Sabine Gruber, 1963 in Meran geboren und in Lana aufgewachsen, studierte nach der Matura Germanistik, Geschichte und Politikwissenschaft. Erste Publikationen in Literaturzeitschriften und Anthologien datieren seit 1984, 1996 erschien Grubers Roman „Aushäusige“, der durch seine komplexe Erzählstruktur faszinierte. Gruber spielt darin mit einem fortlaufenden Perspektivenwechsel, changiert zwischen den Erzählstimmen, der Innen- und Außensicht wie zwischen Schauplätzen und den Zeiten. Protagonisten sind ein der ländlichen Welt entkommenes Geschwisterpaar, Orte der Handlung Venedig und Wien, aber auch Klagenfurt, in dem sich Gruber 1994 als Stadtschreiberin aufhielt. Der Aufenthalt der Geschwister an diesen Orten führt allerdings – wie der Titel suggeriert – zu keiner emotionalen Verortung. Gruber lässt die Lesenden anfangs raten, in wessen Gedanken sie sich befinden, wessen Weg sie begleiten, da eine bestimmte Erzählform nicht automatisch entweder der in Venedig und ihrer Ehe gescheiterten Rita oder dem in Wien als Journalisten ernüchterten Anton zu eigen ist. Die Sprache der beiden ähnelt sich auch zu sehr, um hier zu einer raschen Entscheidung zu kommen, erst der Inhalt führt immer wieder zur Klärung.
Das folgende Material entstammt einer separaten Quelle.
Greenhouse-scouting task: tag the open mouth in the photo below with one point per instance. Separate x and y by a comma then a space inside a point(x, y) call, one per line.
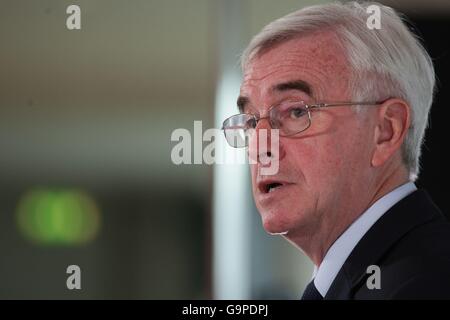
point(270, 187)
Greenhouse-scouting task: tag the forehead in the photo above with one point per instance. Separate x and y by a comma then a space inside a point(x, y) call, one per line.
point(317, 59)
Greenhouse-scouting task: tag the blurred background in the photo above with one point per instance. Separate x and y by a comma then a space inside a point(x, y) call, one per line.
point(86, 176)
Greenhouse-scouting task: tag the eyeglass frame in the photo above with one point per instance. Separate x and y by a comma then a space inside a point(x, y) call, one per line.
point(308, 107)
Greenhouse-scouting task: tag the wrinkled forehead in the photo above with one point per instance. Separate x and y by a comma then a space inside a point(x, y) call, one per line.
point(319, 60)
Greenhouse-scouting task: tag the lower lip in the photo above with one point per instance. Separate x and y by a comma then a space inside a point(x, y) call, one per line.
point(274, 193)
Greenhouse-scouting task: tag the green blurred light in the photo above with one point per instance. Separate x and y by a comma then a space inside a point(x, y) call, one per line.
point(58, 217)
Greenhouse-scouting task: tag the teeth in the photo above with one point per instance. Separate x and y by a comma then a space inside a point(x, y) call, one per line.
point(273, 186)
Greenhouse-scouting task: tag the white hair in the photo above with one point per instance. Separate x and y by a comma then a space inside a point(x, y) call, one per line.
point(386, 62)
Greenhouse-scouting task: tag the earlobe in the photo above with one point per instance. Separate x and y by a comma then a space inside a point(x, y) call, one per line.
point(390, 132)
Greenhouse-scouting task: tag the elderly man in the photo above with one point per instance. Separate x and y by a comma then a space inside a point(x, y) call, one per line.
point(350, 104)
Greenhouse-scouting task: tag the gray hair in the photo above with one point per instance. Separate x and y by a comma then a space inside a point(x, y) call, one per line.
point(386, 62)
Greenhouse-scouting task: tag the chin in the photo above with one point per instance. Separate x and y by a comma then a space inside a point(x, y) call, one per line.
point(274, 224)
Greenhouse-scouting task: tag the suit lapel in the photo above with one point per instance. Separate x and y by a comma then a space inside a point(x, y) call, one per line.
point(415, 209)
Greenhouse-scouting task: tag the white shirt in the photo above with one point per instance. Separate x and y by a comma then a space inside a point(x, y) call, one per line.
point(340, 250)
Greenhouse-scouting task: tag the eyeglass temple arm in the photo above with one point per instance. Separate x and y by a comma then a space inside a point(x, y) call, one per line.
point(340, 104)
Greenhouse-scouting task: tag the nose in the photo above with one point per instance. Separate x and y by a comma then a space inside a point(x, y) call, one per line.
point(264, 144)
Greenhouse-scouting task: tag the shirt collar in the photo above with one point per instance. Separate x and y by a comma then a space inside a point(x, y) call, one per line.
point(340, 250)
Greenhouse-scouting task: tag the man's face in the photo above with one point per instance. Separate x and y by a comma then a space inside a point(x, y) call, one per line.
point(323, 168)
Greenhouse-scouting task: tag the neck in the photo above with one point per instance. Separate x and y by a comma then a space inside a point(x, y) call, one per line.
point(315, 240)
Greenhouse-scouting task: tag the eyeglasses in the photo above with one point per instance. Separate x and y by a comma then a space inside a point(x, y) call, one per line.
point(289, 118)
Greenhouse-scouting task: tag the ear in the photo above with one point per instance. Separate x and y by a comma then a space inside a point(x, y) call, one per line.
point(393, 122)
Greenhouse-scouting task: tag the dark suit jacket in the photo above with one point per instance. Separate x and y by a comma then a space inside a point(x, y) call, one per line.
point(411, 245)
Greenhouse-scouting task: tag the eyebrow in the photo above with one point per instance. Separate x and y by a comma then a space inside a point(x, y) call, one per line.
point(298, 85)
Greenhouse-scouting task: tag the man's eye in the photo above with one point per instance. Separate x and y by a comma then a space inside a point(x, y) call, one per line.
point(251, 123)
point(296, 112)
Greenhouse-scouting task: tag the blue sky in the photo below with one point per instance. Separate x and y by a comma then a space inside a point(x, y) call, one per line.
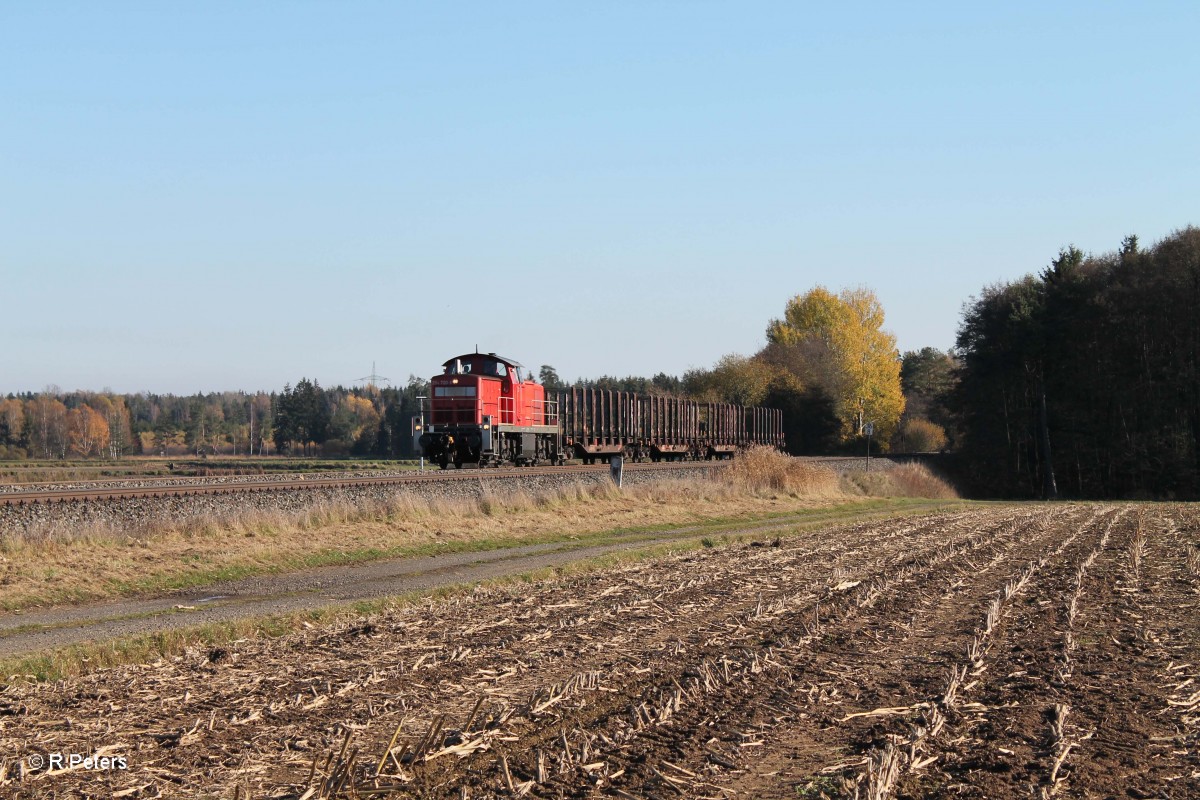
point(233, 196)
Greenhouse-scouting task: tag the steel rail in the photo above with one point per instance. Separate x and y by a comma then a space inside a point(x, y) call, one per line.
point(121, 493)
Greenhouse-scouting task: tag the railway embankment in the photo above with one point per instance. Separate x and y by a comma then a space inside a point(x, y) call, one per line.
point(150, 504)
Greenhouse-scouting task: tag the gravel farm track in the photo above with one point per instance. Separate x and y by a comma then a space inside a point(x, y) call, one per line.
point(995, 651)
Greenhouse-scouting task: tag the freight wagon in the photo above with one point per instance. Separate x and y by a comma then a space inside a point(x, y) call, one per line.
point(485, 410)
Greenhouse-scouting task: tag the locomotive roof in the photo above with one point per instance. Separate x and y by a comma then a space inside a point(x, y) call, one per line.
point(490, 355)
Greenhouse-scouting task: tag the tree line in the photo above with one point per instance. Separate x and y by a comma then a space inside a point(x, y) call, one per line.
point(1084, 380)
point(304, 420)
point(828, 365)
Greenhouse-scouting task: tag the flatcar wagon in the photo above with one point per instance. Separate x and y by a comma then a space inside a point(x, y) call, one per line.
point(485, 410)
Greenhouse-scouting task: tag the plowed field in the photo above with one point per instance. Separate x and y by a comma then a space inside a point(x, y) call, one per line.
point(993, 653)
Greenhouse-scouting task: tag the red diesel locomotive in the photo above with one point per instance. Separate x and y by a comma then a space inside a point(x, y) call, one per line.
point(485, 410)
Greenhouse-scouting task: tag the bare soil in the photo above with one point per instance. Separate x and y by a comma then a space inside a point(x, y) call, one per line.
point(991, 653)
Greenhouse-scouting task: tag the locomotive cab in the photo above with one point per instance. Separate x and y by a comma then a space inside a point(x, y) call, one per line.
point(485, 411)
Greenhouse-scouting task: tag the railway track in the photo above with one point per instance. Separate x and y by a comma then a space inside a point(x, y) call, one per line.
point(25, 494)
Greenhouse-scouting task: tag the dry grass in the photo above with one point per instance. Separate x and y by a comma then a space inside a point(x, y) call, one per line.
point(900, 481)
point(765, 469)
point(79, 564)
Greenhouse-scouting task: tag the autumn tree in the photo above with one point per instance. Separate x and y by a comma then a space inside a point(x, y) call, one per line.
point(849, 353)
point(88, 432)
point(733, 379)
point(48, 422)
point(12, 427)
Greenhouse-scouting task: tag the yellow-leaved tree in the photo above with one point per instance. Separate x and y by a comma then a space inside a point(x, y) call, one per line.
point(853, 356)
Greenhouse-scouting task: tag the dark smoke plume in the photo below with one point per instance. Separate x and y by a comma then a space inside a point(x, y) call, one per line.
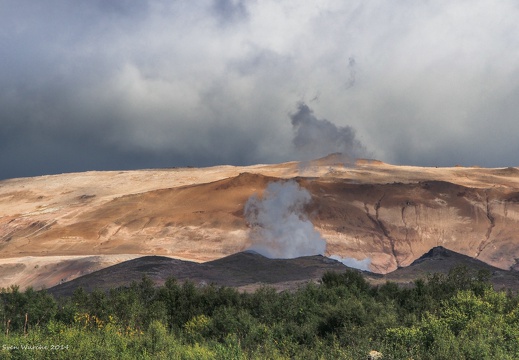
point(315, 138)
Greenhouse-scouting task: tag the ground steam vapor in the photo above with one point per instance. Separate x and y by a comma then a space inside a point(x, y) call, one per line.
point(315, 137)
point(279, 227)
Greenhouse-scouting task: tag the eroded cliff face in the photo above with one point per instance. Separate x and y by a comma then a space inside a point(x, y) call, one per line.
point(389, 214)
point(394, 224)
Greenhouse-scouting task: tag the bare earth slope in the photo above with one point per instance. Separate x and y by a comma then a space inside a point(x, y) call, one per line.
point(55, 228)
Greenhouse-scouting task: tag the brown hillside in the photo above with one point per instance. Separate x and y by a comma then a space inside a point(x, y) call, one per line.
point(63, 226)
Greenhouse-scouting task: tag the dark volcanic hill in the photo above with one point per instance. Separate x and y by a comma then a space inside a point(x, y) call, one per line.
point(64, 226)
point(248, 270)
point(245, 270)
point(441, 260)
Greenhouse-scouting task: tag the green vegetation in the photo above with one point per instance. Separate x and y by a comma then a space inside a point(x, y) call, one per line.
point(454, 316)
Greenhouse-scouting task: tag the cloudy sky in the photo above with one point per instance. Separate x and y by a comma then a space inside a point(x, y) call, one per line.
point(124, 84)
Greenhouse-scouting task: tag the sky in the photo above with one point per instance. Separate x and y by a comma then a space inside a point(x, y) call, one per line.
point(109, 85)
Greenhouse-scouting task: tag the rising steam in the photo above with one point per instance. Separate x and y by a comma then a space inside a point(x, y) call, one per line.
point(315, 137)
point(279, 227)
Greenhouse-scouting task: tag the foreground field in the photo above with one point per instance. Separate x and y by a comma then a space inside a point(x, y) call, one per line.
point(454, 316)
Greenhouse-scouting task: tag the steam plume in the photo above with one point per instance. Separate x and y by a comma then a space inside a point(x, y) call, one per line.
point(279, 227)
point(315, 137)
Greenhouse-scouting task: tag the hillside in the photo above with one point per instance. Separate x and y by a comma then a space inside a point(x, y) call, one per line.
point(57, 228)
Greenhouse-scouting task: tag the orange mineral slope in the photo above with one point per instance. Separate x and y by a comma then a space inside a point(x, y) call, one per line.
point(55, 228)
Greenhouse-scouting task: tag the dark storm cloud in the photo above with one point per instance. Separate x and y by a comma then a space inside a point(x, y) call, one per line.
point(230, 10)
point(126, 84)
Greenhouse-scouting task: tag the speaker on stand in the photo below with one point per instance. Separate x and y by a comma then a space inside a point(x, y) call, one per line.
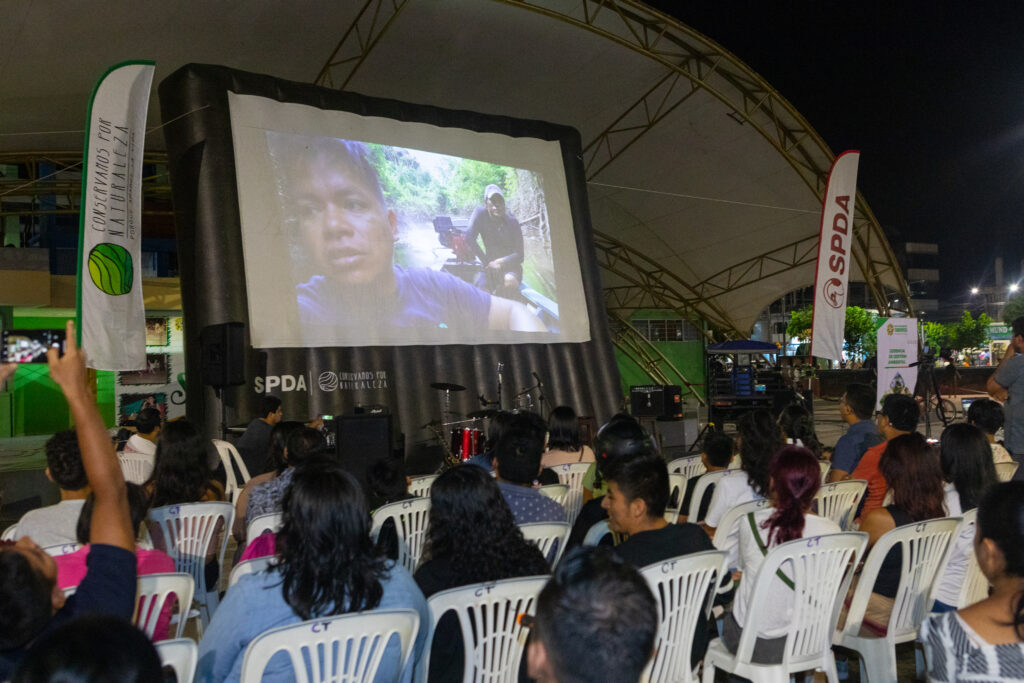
point(222, 360)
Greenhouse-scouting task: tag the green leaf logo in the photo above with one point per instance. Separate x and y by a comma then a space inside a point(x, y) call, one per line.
point(111, 268)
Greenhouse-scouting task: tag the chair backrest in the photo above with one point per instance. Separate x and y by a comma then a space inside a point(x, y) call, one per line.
point(154, 591)
point(491, 632)
point(1006, 471)
point(135, 467)
point(228, 455)
point(683, 587)
point(268, 522)
point(249, 566)
point(839, 501)
point(559, 493)
point(180, 654)
point(187, 531)
point(549, 537)
point(925, 547)
point(421, 485)
point(706, 480)
point(340, 649)
point(677, 489)
point(571, 474)
point(820, 568)
point(689, 467)
point(411, 518)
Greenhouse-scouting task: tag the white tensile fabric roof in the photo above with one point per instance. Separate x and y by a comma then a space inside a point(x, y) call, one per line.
point(704, 189)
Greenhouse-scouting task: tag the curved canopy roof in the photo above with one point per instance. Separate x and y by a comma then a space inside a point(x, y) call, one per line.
point(705, 183)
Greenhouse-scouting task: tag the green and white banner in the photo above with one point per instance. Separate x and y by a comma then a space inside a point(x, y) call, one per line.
point(111, 314)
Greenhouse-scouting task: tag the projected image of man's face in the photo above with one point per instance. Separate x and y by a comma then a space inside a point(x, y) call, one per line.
point(347, 233)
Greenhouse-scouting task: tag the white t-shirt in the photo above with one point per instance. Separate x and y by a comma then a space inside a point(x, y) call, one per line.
point(777, 614)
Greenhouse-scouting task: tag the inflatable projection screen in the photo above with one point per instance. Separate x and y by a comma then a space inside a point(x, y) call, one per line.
point(372, 248)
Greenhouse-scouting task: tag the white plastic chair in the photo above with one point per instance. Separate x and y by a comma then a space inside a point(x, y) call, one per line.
point(683, 587)
point(254, 565)
point(62, 549)
point(180, 654)
point(268, 522)
point(421, 485)
point(819, 567)
point(153, 592)
point(704, 482)
point(571, 474)
point(228, 454)
point(135, 467)
point(925, 547)
point(1006, 471)
point(559, 493)
point(344, 648)
point(677, 487)
point(838, 501)
point(487, 613)
point(689, 467)
point(546, 535)
point(411, 518)
point(186, 532)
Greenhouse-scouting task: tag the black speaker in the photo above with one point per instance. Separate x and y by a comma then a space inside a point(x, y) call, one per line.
point(363, 440)
point(222, 348)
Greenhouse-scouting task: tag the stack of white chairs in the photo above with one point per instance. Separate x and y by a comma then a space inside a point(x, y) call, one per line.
point(820, 570)
point(348, 647)
point(411, 518)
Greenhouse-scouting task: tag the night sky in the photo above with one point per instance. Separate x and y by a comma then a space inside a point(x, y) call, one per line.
point(931, 93)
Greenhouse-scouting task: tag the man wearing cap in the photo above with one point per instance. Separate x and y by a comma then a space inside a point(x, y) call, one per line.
point(502, 253)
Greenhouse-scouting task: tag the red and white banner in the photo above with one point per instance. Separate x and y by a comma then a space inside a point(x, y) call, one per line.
point(835, 257)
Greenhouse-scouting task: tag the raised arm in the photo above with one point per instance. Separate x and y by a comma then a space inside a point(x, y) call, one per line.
point(111, 520)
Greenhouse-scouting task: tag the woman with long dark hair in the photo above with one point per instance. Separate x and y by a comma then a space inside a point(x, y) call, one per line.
point(327, 565)
point(758, 438)
point(985, 641)
point(913, 479)
point(471, 538)
point(564, 442)
point(795, 477)
point(968, 471)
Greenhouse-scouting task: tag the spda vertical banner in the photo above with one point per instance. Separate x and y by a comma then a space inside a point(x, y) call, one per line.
point(112, 318)
point(835, 257)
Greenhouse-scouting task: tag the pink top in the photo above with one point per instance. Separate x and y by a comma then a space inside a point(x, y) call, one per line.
point(72, 568)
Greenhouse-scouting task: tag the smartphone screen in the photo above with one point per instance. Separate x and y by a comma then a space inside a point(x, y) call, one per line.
point(29, 345)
Sprache und die Suche nach Verortung, letztlich aber immer das Unbehagen und die Fortsetzung der Suche sind die Leitmotive in „Aushäusige“. In Grubers zweitem Roman, „Die Zumutung“, steigert Gruber das Unbehaustsein zur existenziellen Erfahrung. Denn die Protagonistin Marianne ist aufgrund einer Schrumpfniere mit dem konkreten Wissen um das Ablaufen ihrer Lebenszeit belastet. Als chronisch Erkrankte sucht sie sich im Leben zu verankern. Ihre Gegenwart, die sie als verbliebenen Rest des Lebens wahrnimmt, gewinnt dadurch eine andere Wichtigkeit als die Gegenwart von Menschen, denen die Endlichkeit ihres Daseins glücklich entfallen ist. Der fehlerhafte Körper erzwingt eine fortlaufende Selbstbeschäftigung, erzwingt die Suche nach einer Art Gebrauchsanweisung für ihn. Welche Zumutung es ist, das Ablaufen der Lebenszeit als ständigen Begleiter zu haben, ist in diesem Buch feinfühlig und ungeschönt herausgearbeitet.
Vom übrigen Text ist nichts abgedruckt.